Potential Risks and Risk Management

During the interim demo, we noticed that our timing belt was not measured correctly and did not have enough tension to turn the pulleys. This led the belt to slip from the pulleys under loads that were well below our maximum weight requirement. To fix this, John designed a tensioner (shown on the right) made from spare PLA and attached it earlier this week. The tension in the timing belt is sufficient, and the belt runs smoothly now.
We also noticed during our testing that the Jetson was running inference on CPU by default rather than CUDA (GPU acceleration), which likely stalled significantly in comparison. To remain on track with our inference and classification speed metric, we have looked into ways of enabling CUDA and managed to get it working by reflashing our Jetson with a pre-built custom firmware.
During our interim demo, we noticed that at the moment, the model is not fully capable of recognizing the objects moving on the belt. This is partially due to a noticeable glare in the camera feed. Beyond further fine-tuning the model and adding filters to reduce the glare, we will have our servo default to sorting into the “trash” bin to prevent contaminating the properly recycled batches.
Overall Design Changes
We had a minor design change when it came to the camera mount for the interim demo. Our initial design mounted the camera on the side of the conveyor belt, while the change has the camera mounted right above the belt. The change itself is subtle, but we believe it will help with integration as we were able to easily restrict the locations of detected objects to the approximate pixels of the belt. Additionally, the new positioning allows us to capture a larger section of the belt in each frame.
Beyond that, we are removing the detection and sorting of glass from the scope of the project, as far as the MVP is concerned, at least.
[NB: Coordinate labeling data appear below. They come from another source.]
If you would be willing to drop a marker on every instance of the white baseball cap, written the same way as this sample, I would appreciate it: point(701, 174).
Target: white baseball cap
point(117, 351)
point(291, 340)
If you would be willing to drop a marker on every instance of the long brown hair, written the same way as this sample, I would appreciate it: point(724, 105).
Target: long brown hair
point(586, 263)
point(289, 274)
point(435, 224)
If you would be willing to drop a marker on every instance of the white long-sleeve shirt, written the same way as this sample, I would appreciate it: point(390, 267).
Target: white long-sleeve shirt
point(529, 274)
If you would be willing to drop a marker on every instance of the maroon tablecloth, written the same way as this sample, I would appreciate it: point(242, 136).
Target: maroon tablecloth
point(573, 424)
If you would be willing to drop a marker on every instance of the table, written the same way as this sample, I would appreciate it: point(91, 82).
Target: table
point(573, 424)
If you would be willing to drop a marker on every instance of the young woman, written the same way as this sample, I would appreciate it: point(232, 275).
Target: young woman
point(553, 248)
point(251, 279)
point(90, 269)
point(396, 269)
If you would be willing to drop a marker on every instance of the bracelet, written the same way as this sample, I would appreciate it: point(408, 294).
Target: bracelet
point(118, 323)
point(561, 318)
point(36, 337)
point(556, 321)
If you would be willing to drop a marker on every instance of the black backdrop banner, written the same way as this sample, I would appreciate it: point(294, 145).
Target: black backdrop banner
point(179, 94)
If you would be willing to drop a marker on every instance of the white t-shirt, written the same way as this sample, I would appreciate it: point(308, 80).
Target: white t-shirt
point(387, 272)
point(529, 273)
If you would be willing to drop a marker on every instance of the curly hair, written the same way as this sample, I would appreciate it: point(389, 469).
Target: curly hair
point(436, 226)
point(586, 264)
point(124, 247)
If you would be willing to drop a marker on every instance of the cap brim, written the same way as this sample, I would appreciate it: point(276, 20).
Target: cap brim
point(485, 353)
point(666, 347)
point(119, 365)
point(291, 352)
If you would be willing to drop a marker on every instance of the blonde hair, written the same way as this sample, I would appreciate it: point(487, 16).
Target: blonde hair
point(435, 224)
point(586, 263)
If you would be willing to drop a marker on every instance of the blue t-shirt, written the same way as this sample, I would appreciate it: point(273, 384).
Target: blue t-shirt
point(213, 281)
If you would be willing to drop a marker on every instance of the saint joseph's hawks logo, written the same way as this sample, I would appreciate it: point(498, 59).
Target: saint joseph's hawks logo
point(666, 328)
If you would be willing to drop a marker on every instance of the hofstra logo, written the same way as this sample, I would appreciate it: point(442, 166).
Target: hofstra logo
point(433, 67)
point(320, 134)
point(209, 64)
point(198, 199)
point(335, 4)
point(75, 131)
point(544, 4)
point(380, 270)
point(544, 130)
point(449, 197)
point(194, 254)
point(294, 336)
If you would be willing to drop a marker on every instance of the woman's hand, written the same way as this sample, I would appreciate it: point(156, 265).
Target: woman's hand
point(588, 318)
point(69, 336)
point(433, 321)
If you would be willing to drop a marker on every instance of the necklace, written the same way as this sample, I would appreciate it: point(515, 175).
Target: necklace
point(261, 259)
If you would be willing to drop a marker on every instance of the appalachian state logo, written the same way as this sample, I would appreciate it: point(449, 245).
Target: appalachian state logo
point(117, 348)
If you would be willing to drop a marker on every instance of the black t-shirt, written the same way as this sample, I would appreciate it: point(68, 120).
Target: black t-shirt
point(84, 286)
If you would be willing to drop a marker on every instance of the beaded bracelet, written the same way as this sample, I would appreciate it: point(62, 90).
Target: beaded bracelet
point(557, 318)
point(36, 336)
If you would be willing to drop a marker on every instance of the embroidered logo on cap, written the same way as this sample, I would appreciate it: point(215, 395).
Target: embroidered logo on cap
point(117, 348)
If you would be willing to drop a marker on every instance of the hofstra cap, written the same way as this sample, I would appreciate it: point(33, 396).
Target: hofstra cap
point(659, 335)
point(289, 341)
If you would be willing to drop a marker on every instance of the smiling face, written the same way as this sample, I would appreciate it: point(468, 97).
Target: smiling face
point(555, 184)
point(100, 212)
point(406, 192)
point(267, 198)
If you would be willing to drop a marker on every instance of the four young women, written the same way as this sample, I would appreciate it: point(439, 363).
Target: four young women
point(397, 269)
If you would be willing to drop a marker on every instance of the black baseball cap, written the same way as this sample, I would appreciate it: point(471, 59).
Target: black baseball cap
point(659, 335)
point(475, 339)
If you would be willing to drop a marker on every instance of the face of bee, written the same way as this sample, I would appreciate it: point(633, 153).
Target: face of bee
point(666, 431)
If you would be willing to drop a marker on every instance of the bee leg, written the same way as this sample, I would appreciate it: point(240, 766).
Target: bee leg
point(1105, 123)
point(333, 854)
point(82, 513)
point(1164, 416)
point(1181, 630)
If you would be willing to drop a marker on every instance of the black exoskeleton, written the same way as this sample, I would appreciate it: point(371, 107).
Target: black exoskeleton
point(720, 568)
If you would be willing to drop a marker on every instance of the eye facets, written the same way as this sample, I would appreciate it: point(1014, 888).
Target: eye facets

This was done due to multiple factors and issues we ran into, including safety precautions and the fact that glass data samples were extremely limited in the datasets used.
Schedule
We updated our schedule in time for the interim demo last week. We are now (mostly) in sync with the following schedule.
Schedule – Gantt Chart
Progress Update
Since carnival, we’ve made significant progress towards our project. We have a bulk of the mechanical structure built (as depicted in the image below).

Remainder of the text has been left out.